5 Veggies You Should Be Eating
From: Dr Weil
A healthy kitchen promotes variety, especially when it comes to
vegetables. For optimum health, keep your pantry stocked with
produce that covers the whole spectrum of colors, including the
following:
1. Onions: This classic, pungent vegetable adds flavor to any meal.
Allicin, a phytonutrient found in most varieties of onions, may be
responsible for its health benefits, including lowering cholesterol
and blood pressure.
2. Garlic: This fragrant bulb contains many of the same phytonutrients
as onions, as well as antibiotic and antiviral compounds. It may help
boost the immune system, prevent colds, lower blood pressure and
cholesterol, and fight fungal or yeast infections.
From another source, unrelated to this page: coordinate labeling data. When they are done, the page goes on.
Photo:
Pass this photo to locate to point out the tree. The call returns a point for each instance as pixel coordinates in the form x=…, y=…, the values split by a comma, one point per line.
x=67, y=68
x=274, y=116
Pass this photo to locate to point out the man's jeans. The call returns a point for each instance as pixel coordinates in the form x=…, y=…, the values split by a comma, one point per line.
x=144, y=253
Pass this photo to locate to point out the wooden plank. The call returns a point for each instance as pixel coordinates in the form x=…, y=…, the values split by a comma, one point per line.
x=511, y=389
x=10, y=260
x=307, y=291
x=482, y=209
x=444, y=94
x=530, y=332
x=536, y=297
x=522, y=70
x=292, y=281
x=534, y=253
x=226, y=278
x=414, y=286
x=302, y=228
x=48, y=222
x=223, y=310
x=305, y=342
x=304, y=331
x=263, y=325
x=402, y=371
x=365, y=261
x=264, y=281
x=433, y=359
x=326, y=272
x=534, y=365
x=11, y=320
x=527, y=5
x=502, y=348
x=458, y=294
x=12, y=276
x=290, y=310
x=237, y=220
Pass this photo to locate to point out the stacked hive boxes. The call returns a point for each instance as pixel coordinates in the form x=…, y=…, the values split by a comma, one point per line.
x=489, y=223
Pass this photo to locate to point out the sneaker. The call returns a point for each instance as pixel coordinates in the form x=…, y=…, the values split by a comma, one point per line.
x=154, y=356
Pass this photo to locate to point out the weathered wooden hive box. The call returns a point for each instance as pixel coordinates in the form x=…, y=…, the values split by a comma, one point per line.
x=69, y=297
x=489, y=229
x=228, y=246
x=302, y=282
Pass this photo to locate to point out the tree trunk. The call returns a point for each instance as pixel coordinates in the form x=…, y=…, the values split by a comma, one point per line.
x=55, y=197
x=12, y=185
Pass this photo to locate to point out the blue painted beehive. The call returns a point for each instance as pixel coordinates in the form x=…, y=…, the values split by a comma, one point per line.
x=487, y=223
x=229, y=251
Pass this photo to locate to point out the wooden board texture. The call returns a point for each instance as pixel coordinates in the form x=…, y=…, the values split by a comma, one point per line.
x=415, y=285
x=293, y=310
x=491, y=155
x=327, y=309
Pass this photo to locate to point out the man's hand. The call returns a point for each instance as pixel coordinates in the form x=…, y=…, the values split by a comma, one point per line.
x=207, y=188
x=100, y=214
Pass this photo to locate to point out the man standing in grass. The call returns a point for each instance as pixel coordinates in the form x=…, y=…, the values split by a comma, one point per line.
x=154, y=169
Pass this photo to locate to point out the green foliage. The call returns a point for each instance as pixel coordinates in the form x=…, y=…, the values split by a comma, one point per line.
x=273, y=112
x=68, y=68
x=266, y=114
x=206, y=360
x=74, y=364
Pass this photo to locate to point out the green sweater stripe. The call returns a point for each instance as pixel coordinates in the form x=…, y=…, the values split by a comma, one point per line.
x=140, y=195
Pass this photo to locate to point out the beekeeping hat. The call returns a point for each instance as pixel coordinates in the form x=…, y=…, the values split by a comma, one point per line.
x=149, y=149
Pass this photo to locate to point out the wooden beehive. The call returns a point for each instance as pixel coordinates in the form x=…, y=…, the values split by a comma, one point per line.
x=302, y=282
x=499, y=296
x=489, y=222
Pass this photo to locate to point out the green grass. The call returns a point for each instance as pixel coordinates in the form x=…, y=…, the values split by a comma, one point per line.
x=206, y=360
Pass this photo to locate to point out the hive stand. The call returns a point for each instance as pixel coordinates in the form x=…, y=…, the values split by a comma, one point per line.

3. Spinach: This dark leafy green (and others like it, such as kale
and collards) contains lutein and zeaxanthin, antioxidant carotenoids
that may help prevent cataracts and macular degeneration. Spinach is
also a source of calcium and folate, a B vitamin that helps to prevent
birth defects. Buy organic spinach, since pesticides are commonly used
on conventionally grown varieties.
4. Cabbage: This low-cost yet highly nutritious cruciferous vegetable
contains nutrients called indoles, which may protect against both
breast and prostate cancer. It also provides significant amounts of
fiber and vitamin C.
5. Sweet potatoes: Rich in beta carotene, these vegetables may help
boost the immune system, deliver vitamin C and folate (which may reduce
the risk of heart disease and prevent certain birth defects), and are
low on the glycemic index and glycemic load charts.